The Western Greenway Community Panel met on 27 July. Background to the Western Greenway project, links and equestrian issues can be found in the previous post of 23 July. The Panel is a large group of diverse interests with the potential to descend into a unproductive rabble. Surprisingly, thanks to an excellent facilitator, the meeting was very amicable and was able to produce an agreed Communique at the end of the evening. The Minutes of the meeting are also now available.
In summary, evidence was presented for a high level of environmental and cultural values in Western Greenway including:
- the heritage listed Tuggeranong Homestead, outbuildings and rural setting
- the well known stone wall demarking the northern limit of old Tuggeranong
- identified indigenous sites along an ancient travel route which would be increased if the area had a proper archaeological study
- geological anomalies in the River corridor
- high natural values including some at-risk species
- significant recreational resources
There was also impediments to development such as serious hydrological issues across the site. Parts of the Vikings land is unusable because of poor drainage and causes problems for the archery club.
Apart from the ancient travel corridor the Bicentennial National Trail is the only linear feature in the landscape, most of the other values are point specific.
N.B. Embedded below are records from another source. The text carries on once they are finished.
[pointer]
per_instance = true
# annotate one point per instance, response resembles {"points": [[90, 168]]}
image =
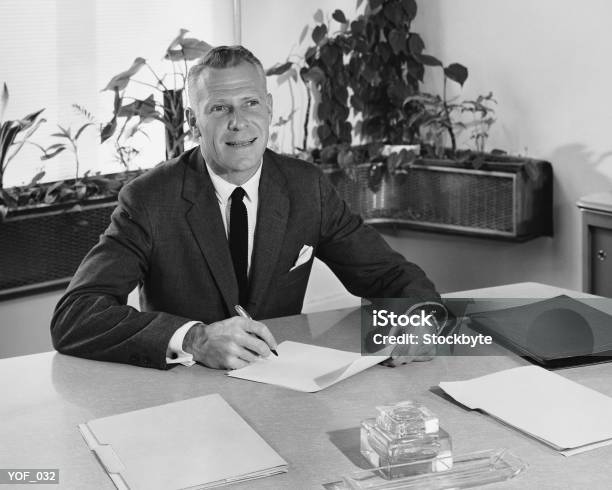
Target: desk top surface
{"points": [[45, 396]]}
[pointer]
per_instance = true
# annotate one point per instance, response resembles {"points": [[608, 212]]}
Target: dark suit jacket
{"points": [[167, 236]]}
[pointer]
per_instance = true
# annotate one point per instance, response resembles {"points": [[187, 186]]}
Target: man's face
{"points": [[231, 111]]}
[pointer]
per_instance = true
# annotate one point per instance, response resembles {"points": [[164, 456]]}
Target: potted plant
{"points": [[373, 67], [165, 105], [47, 228]]}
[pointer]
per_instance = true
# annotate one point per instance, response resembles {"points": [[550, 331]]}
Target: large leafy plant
{"points": [[14, 133], [164, 105], [373, 65]]}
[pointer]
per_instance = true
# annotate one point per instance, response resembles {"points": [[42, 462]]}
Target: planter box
{"points": [[42, 246], [507, 198]]}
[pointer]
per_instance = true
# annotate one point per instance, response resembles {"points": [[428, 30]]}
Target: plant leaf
{"points": [[190, 49], [48, 156], [303, 34], [319, 33], [81, 129], [37, 177], [279, 68], [3, 101], [339, 16], [120, 81], [429, 60], [456, 72], [176, 41], [142, 108], [416, 44], [397, 41], [314, 74], [410, 7], [108, 129]]}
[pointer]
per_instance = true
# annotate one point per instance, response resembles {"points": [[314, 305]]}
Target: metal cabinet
{"points": [[596, 214]]}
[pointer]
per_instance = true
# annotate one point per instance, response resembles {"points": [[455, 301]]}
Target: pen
{"points": [[245, 314]]}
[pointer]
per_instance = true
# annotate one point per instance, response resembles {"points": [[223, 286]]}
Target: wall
{"points": [[546, 63]]}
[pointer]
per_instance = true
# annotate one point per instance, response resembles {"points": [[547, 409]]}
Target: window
{"points": [[57, 53]]}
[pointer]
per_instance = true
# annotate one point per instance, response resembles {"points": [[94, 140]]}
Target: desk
{"points": [[44, 397]]}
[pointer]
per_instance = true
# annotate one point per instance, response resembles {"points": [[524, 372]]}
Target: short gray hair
{"points": [[222, 57]]}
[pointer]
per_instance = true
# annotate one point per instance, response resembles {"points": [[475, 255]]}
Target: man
{"points": [[224, 223]]}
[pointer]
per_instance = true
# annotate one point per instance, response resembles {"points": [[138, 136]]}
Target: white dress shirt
{"points": [[223, 191]]}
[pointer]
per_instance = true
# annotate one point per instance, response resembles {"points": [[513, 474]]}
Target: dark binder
{"points": [[554, 333]]}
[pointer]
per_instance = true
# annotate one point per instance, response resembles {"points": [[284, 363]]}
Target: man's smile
{"points": [[241, 143]]}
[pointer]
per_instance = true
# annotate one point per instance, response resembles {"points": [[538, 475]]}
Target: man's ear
{"points": [[269, 104], [191, 120]]}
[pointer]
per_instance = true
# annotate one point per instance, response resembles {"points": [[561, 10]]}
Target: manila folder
{"points": [[197, 443]]}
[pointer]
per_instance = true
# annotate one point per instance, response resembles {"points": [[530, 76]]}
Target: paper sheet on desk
{"points": [[304, 367], [562, 413], [197, 443]]}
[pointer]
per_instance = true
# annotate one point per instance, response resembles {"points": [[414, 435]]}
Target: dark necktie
{"points": [[239, 242]]}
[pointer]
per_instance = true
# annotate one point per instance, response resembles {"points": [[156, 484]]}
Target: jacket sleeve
{"points": [[92, 319], [362, 260]]}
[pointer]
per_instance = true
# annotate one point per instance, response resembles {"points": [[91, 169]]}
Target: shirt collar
{"points": [[224, 189]]}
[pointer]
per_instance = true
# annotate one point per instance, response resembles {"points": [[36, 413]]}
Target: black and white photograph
{"points": [[279, 244]]}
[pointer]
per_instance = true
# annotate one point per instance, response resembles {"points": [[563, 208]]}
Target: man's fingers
{"points": [[261, 331], [254, 344], [236, 363]]}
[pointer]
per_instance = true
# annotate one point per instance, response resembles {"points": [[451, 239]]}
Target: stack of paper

The archery club land does take up a huge area to the west of the Town Centre.
Once the Vikings started talking about the possibility of a recreation focus for the area and the Business Forum representative agreed that sticking residents out at the edge of Tuggeranong was not necessarily the answer to the Valley’s problems there actually seemed to be collective agreement that there were alternative solutions.
From ACTEA’s point of view the BNT was taken seriously and there seemed to be general agreement that it should be protected. It is early days yet but signs are positive.